I'm a Spanish computer programmer and I usually write code and documentation in my native language, but lately I'm trying to migrate them to English. The point is this kind of writing is quite formal (maybe scientific) and oriented third person to read it (and understand it).
I don't know what should be the best point of view when I comment the code. I have doubts especially between first person plural, third person singular and if I can skip the subject in these or another cases.
In practice, I'm trying to describe a piece of code that do something (it will be only read by programmers). These are the options (if you think another better I'd appreciate it):
- 1 . // It removes the files => This sounds good to me, but I'm repeating "It" constantly
- 2 . // Removes the files => Sometimes used by another people, is this correct? (skip the subject)
- 3 . // I/We remove the files => I think this is quite objective (but very common in Spanish, sometimes without the subject)

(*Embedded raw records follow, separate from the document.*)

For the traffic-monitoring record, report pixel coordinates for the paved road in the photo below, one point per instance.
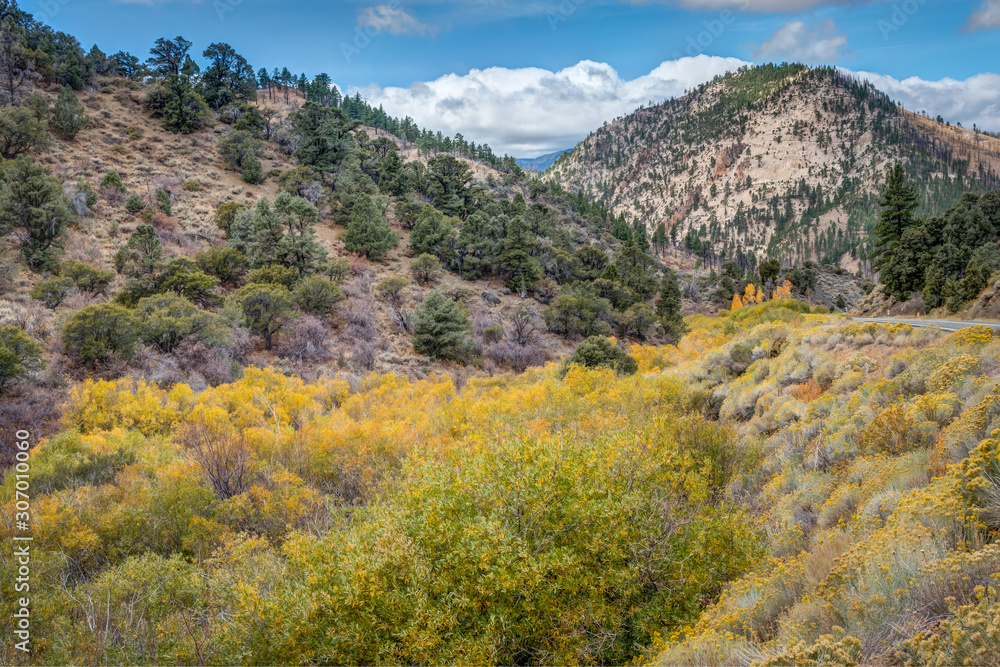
(946, 325)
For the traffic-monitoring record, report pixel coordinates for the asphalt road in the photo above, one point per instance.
(946, 325)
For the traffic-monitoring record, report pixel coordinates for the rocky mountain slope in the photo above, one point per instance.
(778, 160)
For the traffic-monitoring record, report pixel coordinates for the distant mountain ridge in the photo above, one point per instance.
(540, 163)
(786, 161)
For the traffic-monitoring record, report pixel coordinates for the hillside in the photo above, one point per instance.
(540, 163)
(782, 161)
(782, 487)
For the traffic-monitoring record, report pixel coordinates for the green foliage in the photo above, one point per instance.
(20, 132)
(31, 200)
(167, 320)
(113, 179)
(18, 355)
(225, 263)
(163, 201)
(265, 309)
(433, 234)
(440, 328)
(86, 278)
(600, 352)
(226, 214)
(142, 255)
(317, 296)
(280, 234)
(53, 291)
(68, 117)
(668, 308)
(368, 233)
(100, 333)
(274, 274)
(425, 269)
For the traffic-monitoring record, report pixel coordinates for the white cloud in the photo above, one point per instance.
(760, 6)
(974, 100)
(987, 18)
(799, 41)
(394, 19)
(531, 111)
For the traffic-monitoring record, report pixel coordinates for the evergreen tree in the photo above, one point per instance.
(668, 308)
(32, 201)
(439, 328)
(433, 234)
(298, 248)
(68, 117)
(368, 232)
(898, 203)
(517, 264)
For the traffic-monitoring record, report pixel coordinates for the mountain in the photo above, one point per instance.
(782, 160)
(540, 163)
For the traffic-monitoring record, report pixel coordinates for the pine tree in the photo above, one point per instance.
(669, 306)
(68, 117)
(368, 232)
(440, 327)
(31, 200)
(898, 203)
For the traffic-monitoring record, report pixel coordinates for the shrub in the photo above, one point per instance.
(265, 310)
(167, 320)
(20, 132)
(99, 333)
(425, 269)
(113, 180)
(32, 200)
(253, 171)
(317, 296)
(600, 352)
(225, 215)
(225, 263)
(68, 117)
(18, 354)
(440, 326)
(134, 203)
(274, 274)
(53, 291)
(163, 201)
(368, 233)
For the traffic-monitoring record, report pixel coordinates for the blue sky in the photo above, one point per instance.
(419, 56)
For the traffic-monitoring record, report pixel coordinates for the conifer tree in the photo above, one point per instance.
(68, 117)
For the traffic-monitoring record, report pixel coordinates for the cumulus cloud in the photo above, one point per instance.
(974, 100)
(987, 18)
(531, 111)
(394, 19)
(799, 41)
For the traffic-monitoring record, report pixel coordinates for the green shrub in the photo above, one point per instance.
(113, 179)
(274, 274)
(225, 263)
(53, 291)
(598, 351)
(317, 296)
(134, 203)
(440, 326)
(85, 277)
(265, 310)
(100, 333)
(18, 354)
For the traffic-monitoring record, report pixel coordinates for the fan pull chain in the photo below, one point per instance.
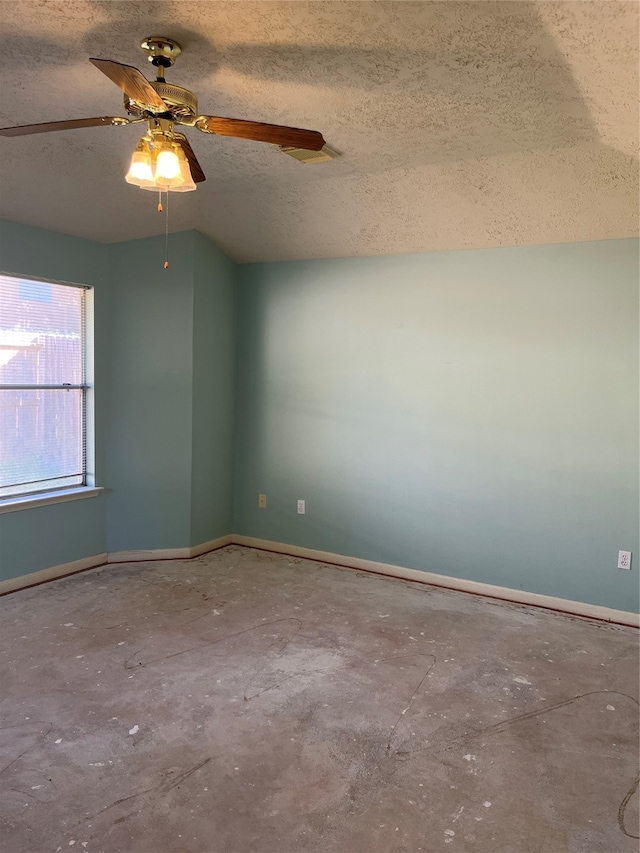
(166, 235)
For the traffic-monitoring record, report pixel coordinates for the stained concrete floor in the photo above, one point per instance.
(246, 702)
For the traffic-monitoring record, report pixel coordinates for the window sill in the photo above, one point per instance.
(18, 502)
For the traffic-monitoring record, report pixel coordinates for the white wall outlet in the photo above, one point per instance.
(624, 559)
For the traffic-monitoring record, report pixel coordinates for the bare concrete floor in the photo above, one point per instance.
(246, 702)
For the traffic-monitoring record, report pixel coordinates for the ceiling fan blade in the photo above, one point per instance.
(132, 82)
(196, 169)
(277, 134)
(73, 124)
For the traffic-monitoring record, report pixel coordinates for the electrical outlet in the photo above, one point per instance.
(624, 559)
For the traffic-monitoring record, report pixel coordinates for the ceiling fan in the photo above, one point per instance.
(163, 159)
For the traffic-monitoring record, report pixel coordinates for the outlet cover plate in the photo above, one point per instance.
(624, 560)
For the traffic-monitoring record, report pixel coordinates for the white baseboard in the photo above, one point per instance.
(52, 573)
(564, 605)
(170, 553)
(578, 608)
(60, 571)
(211, 545)
(142, 556)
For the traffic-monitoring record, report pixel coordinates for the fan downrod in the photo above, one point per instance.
(161, 51)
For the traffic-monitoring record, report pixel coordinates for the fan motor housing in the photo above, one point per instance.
(183, 104)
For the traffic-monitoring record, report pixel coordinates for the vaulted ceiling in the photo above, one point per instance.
(459, 124)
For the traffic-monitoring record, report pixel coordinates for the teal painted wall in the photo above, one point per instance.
(150, 419)
(469, 413)
(213, 392)
(164, 425)
(35, 539)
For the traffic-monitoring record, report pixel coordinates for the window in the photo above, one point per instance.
(43, 386)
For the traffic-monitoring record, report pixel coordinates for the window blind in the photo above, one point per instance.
(42, 386)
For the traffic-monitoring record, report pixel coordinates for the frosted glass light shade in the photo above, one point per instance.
(141, 169)
(167, 166)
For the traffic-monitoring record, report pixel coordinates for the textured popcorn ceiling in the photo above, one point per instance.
(459, 124)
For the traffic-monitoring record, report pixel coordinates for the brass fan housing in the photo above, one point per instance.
(182, 104)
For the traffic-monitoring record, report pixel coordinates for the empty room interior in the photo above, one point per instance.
(319, 427)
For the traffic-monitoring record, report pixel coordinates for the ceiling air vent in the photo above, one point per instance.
(305, 156)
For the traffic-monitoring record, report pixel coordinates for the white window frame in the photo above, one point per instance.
(43, 497)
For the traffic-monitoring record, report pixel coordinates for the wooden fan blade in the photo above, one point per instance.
(275, 133)
(196, 169)
(132, 82)
(73, 124)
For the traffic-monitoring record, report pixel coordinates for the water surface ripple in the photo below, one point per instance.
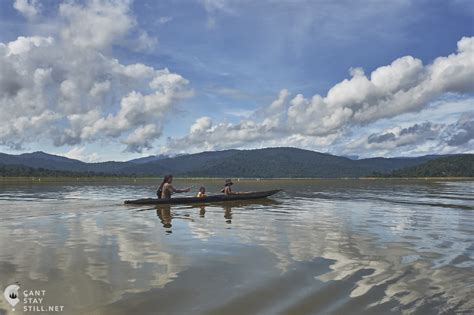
(320, 246)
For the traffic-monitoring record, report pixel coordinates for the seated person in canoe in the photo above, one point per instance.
(202, 192)
(227, 190)
(166, 189)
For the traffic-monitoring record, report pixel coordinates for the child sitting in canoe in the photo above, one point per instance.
(202, 192)
(227, 190)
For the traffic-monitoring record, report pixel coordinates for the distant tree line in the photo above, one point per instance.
(24, 171)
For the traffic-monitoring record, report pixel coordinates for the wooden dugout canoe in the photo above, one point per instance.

- 4 . // Remove the files => Widely used by English, but I'm not sure if this is grammatically correct (because it's referring to the code (third person singular)). If this is fine, it's supposed to be a second person singular (because of the lack of -s)? An special rule? Maybe an imperative? In that case it would be too much direct and we're explaining the code, not you
- 5 . // Removing the files => I think this is wrong. In fact I'm going to do it, but I'm not doing it now
So, what's the best way to write documentation in an appropriate style (formal and objective)?